La Haute Cour d’Islamabad (IHC) a demandé l’assistance du Procureur Général du Pakistan, Mansoor Awan, en réponse à une requête déposée par des organisations journalistiques contre les récentes modifications des lois sur la cybercriminalité du pays. Ces nouveaux amendements, introduits par le biais du « Prevention of Electronic Crimes Act (PECA) 2025 » le mois dernier, imposent des sanctions sévères pour les « fausses nouvelles », étendent la surveillance de l’État sur les plateformes numériques, et établissent de nouvelles autorités de régulation pour superviser les réseaux sociaux. Les journalistes ont critiqué la sévérité de cette loi comme une « attaque contre la liberté d’expression », tandis que le parti d’opposition Pakistan Tehreek-e-Insaf (PTI) a vivement protesté contre l’approbation rapide de la loi au Parlement. Des préoccupations ont également été exprimées par des organisations de défense des droits de l’homme, Amnesty International, des activistes des droits numériques et l’Union Européenne.

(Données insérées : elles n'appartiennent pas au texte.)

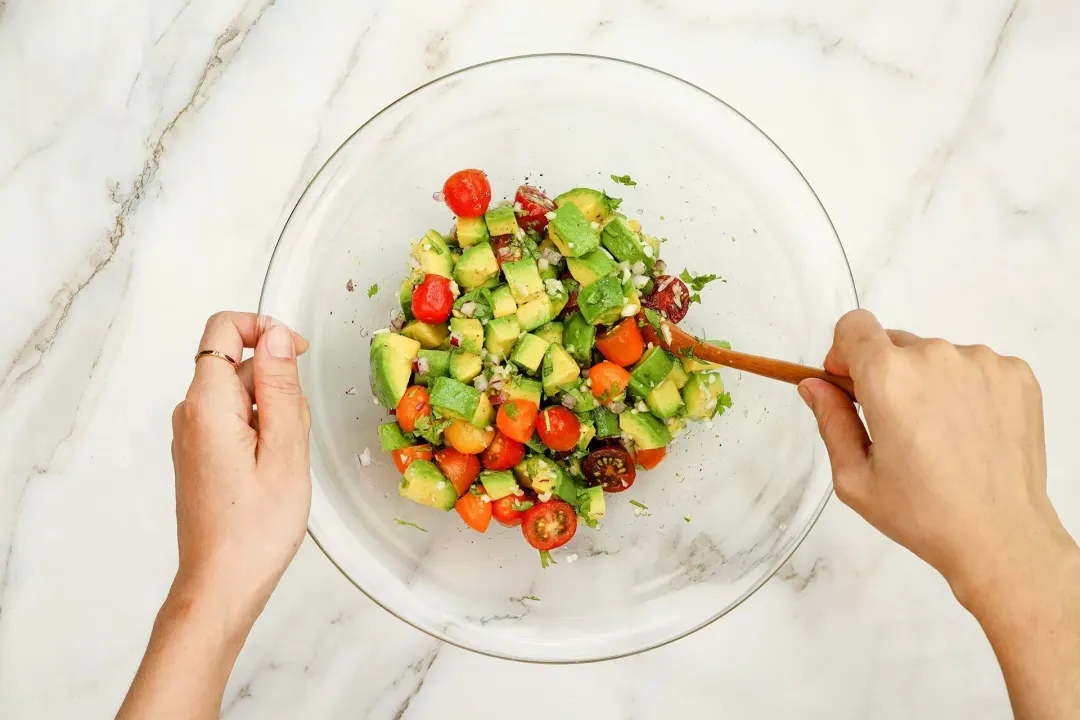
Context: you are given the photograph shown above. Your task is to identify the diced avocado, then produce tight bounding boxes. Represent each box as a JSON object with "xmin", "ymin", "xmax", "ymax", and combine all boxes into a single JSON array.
[
  {"xmin": 416, "ymin": 350, "xmax": 450, "ymax": 385},
  {"xmin": 484, "ymin": 315, "xmax": 522, "ymax": 361},
  {"xmin": 619, "ymin": 410, "xmax": 672, "ymax": 450},
  {"xmin": 491, "ymin": 285, "xmax": 517, "ymax": 317},
  {"xmin": 543, "ymin": 345, "xmax": 581, "ymax": 397},
  {"xmin": 484, "ymin": 205, "xmax": 517, "ymax": 237},
  {"xmin": 578, "ymin": 275, "xmax": 624, "ymax": 325},
  {"xmin": 379, "ymin": 422, "xmax": 413, "ymax": 452},
  {"xmin": 450, "ymin": 317, "xmax": 484, "ymax": 355},
  {"xmin": 566, "ymin": 247, "xmax": 619, "ymax": 287},
  {"xmin": 516, "ymin": 293, "xmax": 555, "ymax": 330},
  {"xmin": 683, "ymin": 372, "xmax": 724, "ymax": 420},
  {"xmin": 502, "ymin": 258, "xmax": 543, "ymax": 305},
  {"xmin": 449, "ymin": 350, "xmax": 484, "ymax": 383},
  {"xmin": 554, "ymin": 188, "xmax": 617, "ymax": 225},
  {"xmin": 402, "ymin": 320, "xmax": 450, "ymax": 350},
  {"xmin": 630, "ymin": 347, "xmax": 675, "ymax": 398},
  {"xmin": 454, "ymin": 243, "xmax": 499, "ymax": 290},
  {"xmin": 548, "ymin": 203, "xmax": 600, "ymax": 258},
  {"xmin": 507, "ymin": 375, "xmax": 542, "ymax": 408},
  {"xmin": 593, "ymin": 406, "xmax": 619, "ymax": 437},
  {"xmin": 480, "ymin": 470, "xmax": 522, "ymax": 501},
  {"xmin": 563, "ymin": 312, "xmax": 596, "ymax": 365},
  {"xmin": 413, "ymin": 230, "xmax": 454, "ymax": 279},
  {"xmin": 458, "ymin": 217, "xmax": 489, "ymax": 247},
  {"xmin": 397, "ymin": 460, "xmax": 458, "ymax": 511},
  {"xmin": 645, "ymin": 379, "xmax": 683, "ymax": 419},
  {"xmin": 510, "ymin": 332, "xmax": 551, "ymax": 373},
  {"xmin": 532, "ymin": 323, "xmax": 563, "ymax": 345}
]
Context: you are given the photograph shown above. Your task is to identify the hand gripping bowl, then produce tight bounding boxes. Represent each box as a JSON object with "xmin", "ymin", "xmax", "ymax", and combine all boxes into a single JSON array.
[{"xmin": 259, "ymin": 55, "xmax": 858, "ymax": 663}]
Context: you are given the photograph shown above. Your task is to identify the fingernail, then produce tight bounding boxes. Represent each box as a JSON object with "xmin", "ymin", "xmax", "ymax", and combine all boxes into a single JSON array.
[{"xmin": 266, "ymin": 325, "xmax": 296, "ymax": 359}]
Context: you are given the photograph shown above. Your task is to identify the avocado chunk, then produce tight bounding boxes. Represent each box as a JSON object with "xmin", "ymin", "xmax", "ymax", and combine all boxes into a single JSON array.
[
  {"xmin": 449, "ymin": 350, "xmax": 484, "ymax": 382},
  {"xmin": 484, "ymin": 205, "xmax": 517, "ymax": 237},
  {"xmin": 480, "ymin": 470, "xmax": 523, "ymax": 502},
  {"xmin": 510, "ymin": 332, "xmax": 551, "ymax": 375},
  {"xmin": 484, "ymin": 315, "xmax": 522, "ymax": 361},
  {"xmin": 542, "ymin": 345, "xmax": 581, "ymax": 397},
  {"xmin": 402, "ymin": 320, "xmax": 450, "ymax": 350},
  {"xmin": 397, "ymin": 460, "xmax": 458, "ymax": 511},
  {"xmin": 502, "ymin": 258, "xmax": 543, "ymax": 305},
  {"xmin": 548, "ymin": 203, "xmax": 600, "ymax": 258},
  {"xmin": 645, "ymin": 379, "xmax": 683, "ymax": 419},
  {"xmin": 563, "ymin": 312, "xmax": 596, "ymax": 365},
  {"xmin": 630, "ymin": 347, "xmax": 675, "ymax": 398},
  {"xmin": 619, "ymin": 410, "xmax": 672, "ymax": 450},
  {"xmin": 553, "ymin": 188, "xmax": 618, "ymax": 225},
  {"xmin": 566, "ymin": 247, "xmax": 619, "ymax": 287},
  {"xmin": 458, "ymin": 217, "xmax": 490, "ymax": 247},
  {"xmin": 454, "ymin": 243, "xmax": 499, "ymax": 290},
  {"xmin": 578, "ymin": 275, "xmax": 624, "ymax": 325}
]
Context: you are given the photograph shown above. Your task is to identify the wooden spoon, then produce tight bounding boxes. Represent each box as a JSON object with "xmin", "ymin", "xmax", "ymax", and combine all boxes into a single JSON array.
[{"xmin": 642, "ymin": 317, "xmax": 855, "ymax": 402}]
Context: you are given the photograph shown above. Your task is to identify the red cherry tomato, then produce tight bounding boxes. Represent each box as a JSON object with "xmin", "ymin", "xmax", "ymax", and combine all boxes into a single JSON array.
[
  {"xmin": 443, "ymin": 169, "xmax": 491, "ymax": 217},
  {"xmin": 480, "ymin": 430, "xmax": 525, "ymax": 470},
  {"xmin": 514, "ymin": 185, "xmax": 555, "ymax": 233},
  {"xmin": 413, "ymin": 273, "xmax": 454, "ymax": 325},
  {"xmin": 537, "ymin": 406, "xmax": 581, "ymax": 452},
  {"xmin": 642, "ymin": 275, "xmax": 690, "ymax": 323},
  {"xmin": 522, "ymin": 500, "xmax": 578, "ymax": 551}
]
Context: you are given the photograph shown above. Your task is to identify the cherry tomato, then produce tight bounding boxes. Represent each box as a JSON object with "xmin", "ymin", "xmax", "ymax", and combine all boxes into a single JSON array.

Le juge Aamer Farooq Manhas de la Haute Cour d’Islamabad a examiné une pétition déposée par l’Union Fédérale des Journalistes du Pakistan (PFUJ) aujourd’hui. L’avocat Imran Shafique représentait l’organisation journalistique, avec la présence de Riasat Ali Azad, Président de l’Association du Barreau de l’IHC. La pétition de la PFUJ a souligné que les amendements dans le PECA violent les droits constitutionnels fondamentaux, notamment la liberté d’expression, la liberté de la presse et le droit à une procédure régulière. Le requérant a soutenu que les amendements ont été adoptés à la hâte, sont vagues et arbitraires, posant une menace pour les libertés civiles. Notamment, la définition peu claire des « plateformes de réseaux sociaux » et les dispositions pour surveiller le contenu « illégal et diffamatoire », qui sont sujettes à des interprétations subjectives et à une mauvaise application, ont été soulignées comme objections majeures.
Des célèbres présentateurs de télévision ont également déposé une pétition contre les modifications des lois PECA vendredi, demandant leur annulation. Leur pétition a fait écho aux préoccupations soulevées par la PFUJ, y compris les violations des droits fondamentaux. Lors de l’audience, l’avocat Shafique a souligné des incohérences dans les amendements, déclarant que des erreurs de numérotation ont été faites à la hâte. Il a également noté des définitions contradictoires fournies dans la loi, indiquant une confusion. Azad a précisé que, selon le PECA, les appels contre les décisions du Tribunal de Protection des Réseaux Sociaux ne peuvent être faits que directement à la Cour Suprême, plutôt que d’être entendus initialement par la Haute Cour.
Le juge Manhas a interrogé les avocats sur la diffusion de fausses nouvelles. « Pensez-vous que la propagation de fausses nouvelles devrait être arrêtée ou non ? » a-t-il demandé. Azad a expliqué que le problème des fausses nouvelles est effectivement répandu. Il a clarifié qu’en vertu des amendements, les appels contre les décisions du Tribunal de Protection des Réseaux Sociaux ne peuvent être faits que directement à la Cour Suprême, plutôt que d’être entendus initialement par la Haute Cour.
Les procédures supplémentaires ont vu l’avocat du requérant demander à plusieurs reprises des injonctions contre l’application des récents amendements. Cependant, le juge Manhas a conseillé au requérant de déposer une demande séparée. Par la suite, un avis a été émis au Procureur Général Awan, après quoi l’audience a été ajournée indéfiniment.